The lives of Melbourne couple Belinda Urzia and Brent Carmuciano's babies were hanging in the balance after their identical twin girls developed a rare form of the uncommon twin-to-twin transfusion syndrome.
After Urzia went into premature labor at 27 weeks, an ultrasound showed Emilie was being starved of blood while Eva was being dangerously pumped full through their shared placenta and interwoven circulation.
If left untreated the girls were unlikely to survive, while the life of Michael -- the "innocent bystander" in his own placenta -- was also threatened.
But at 27 weeks' gestation, pre-term delivery was still too risky and specialists at the Mercy Hospital for Women were instead forced to fix the problem in the womb.
"The joy we had quickly turned to terror as I realized I might not get even one baby from this," Urzia said.
The Mercy's director of perinatal medicine, Prof. Sue Walker, said this rare form of the syndrome -- twin anemia polycythemia sequence -- was recognized only in 2007, meaning they had just 18 cases worldwide to consult.

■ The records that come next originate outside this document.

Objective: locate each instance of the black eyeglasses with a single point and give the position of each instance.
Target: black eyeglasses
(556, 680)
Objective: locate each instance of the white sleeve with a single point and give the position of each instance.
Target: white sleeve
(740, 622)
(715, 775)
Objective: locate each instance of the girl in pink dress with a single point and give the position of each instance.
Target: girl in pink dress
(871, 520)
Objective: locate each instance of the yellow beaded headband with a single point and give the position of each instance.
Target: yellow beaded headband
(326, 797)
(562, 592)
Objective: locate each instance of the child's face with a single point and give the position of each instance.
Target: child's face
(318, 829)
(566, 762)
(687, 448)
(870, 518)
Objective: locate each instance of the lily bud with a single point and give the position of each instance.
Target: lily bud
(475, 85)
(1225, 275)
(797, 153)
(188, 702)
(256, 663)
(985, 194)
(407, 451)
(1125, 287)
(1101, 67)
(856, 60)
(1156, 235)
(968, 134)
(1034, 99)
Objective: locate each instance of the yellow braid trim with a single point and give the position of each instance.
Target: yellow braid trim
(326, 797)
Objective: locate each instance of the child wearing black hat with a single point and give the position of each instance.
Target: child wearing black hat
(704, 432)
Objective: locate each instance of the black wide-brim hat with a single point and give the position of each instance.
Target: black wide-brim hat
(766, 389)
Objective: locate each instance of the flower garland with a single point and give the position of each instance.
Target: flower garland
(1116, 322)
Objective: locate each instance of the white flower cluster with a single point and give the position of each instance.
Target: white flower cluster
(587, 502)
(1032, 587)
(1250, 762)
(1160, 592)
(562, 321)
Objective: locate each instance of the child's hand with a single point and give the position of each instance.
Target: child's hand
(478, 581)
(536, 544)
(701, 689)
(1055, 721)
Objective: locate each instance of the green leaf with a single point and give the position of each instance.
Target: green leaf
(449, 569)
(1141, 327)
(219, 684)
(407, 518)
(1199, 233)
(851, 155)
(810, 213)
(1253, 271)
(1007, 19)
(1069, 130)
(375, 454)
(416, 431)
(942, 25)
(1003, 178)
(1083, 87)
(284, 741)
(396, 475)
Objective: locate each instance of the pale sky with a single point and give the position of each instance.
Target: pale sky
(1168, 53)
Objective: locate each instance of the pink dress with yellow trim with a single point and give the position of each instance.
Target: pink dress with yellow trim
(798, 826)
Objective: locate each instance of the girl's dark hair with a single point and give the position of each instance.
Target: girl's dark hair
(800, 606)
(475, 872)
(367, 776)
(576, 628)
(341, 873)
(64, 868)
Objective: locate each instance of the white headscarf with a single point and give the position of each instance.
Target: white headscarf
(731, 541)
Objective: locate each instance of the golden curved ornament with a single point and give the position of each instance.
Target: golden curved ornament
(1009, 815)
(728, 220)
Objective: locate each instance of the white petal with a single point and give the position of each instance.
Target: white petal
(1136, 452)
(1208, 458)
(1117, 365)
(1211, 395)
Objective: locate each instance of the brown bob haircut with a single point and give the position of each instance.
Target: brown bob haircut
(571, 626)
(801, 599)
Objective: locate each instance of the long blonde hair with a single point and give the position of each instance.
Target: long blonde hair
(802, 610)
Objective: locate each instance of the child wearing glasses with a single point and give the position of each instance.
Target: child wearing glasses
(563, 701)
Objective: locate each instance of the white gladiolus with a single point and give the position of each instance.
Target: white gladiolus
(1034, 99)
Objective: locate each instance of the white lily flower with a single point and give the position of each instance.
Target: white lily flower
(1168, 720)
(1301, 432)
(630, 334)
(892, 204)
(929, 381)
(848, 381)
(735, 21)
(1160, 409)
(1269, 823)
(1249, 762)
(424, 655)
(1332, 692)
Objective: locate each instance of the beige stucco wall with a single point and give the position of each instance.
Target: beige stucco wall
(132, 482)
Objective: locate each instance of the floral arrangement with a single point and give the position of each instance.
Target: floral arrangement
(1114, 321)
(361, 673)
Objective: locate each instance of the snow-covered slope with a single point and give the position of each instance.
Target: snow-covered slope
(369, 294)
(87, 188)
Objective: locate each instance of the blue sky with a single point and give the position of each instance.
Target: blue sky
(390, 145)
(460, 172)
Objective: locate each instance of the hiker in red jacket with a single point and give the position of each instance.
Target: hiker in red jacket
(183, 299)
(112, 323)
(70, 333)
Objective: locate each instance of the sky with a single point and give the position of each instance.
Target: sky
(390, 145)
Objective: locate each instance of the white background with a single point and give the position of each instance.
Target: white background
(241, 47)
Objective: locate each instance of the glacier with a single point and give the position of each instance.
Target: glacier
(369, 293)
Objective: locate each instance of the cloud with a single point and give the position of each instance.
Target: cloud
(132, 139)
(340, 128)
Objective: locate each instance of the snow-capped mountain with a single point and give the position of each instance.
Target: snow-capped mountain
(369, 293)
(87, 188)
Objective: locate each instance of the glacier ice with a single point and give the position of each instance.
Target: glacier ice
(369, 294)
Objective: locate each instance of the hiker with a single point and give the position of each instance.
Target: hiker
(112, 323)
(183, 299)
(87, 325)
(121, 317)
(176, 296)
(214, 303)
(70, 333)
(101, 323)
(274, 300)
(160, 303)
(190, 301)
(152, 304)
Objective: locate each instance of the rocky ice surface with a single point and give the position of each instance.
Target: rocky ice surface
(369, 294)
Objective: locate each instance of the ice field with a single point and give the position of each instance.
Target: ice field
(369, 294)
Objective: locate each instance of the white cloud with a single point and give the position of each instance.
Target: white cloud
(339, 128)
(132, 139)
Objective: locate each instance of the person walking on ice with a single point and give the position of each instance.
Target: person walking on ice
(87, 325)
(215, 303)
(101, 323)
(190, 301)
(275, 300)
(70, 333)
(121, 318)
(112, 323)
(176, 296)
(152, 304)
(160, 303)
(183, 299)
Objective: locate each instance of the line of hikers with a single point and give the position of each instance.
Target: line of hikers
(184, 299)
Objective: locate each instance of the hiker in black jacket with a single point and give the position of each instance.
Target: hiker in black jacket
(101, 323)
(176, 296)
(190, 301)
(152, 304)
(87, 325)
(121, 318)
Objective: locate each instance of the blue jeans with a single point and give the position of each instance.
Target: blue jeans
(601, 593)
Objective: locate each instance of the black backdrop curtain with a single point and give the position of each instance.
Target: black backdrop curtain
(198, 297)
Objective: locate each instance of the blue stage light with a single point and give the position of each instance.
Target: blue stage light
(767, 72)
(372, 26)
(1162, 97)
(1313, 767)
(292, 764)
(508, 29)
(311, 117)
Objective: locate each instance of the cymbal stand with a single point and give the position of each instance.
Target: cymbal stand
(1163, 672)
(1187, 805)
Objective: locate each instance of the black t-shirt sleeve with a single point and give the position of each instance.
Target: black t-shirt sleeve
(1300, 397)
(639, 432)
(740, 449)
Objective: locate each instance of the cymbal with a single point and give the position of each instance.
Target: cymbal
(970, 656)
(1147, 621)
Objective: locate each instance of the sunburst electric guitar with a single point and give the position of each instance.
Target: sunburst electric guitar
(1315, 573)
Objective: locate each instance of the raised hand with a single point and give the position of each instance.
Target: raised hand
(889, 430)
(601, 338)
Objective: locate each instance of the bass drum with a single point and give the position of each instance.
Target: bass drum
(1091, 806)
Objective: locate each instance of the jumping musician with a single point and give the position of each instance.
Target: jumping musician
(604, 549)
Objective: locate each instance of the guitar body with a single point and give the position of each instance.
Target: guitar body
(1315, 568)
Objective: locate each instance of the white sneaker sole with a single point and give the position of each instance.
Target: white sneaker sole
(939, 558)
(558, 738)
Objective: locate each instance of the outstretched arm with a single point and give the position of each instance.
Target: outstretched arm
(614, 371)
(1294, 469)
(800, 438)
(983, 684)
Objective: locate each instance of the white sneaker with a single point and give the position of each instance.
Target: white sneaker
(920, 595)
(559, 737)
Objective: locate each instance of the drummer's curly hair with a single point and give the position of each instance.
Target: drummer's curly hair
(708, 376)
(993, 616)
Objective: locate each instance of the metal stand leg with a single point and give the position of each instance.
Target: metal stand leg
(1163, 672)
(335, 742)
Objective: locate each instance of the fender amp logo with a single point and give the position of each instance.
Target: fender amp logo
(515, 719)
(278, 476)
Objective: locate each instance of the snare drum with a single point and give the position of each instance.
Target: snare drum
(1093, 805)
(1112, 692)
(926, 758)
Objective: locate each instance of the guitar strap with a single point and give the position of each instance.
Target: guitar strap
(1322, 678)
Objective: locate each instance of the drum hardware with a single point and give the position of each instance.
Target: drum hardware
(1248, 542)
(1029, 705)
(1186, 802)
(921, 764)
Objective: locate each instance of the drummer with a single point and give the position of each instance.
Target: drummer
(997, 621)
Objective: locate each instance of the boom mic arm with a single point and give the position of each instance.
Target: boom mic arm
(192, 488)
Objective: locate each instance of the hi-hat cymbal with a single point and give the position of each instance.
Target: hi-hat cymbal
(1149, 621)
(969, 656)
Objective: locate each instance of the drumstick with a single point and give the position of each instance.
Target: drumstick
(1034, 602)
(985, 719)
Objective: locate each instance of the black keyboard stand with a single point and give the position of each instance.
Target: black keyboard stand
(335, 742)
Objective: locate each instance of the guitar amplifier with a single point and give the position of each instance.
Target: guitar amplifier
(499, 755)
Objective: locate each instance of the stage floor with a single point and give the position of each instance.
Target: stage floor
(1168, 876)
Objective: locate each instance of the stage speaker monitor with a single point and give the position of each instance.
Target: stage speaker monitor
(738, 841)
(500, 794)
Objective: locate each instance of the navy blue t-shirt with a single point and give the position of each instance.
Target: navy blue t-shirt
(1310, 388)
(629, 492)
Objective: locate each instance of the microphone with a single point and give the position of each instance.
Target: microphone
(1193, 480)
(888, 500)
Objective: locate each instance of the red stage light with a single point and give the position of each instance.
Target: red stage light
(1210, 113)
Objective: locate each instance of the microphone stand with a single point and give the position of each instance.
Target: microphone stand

None of the cases involved triplets.
An intraperitoneal blood transfusion was deemed to be the best chance of correcting Emilie's anemia, while not affecting Eva's already high blood count and keeping Michael stable.
At 29 weeks' gestation, doctors injected blood into Emilie's abdominal cavity, with the liquid lifeline successfully absorbed over the next day, buying them another two weeks in the womb.
Just as tests showed that Emilie was becoming critically anemic again, Urzia went into labor and three healthy babies were born on January 19.
The delighted father said watching three healthy babies delivered in the emergency caesarian was a moment he'd forever treasure.
"It wasn't until they were born did we relax," Carmuciano said.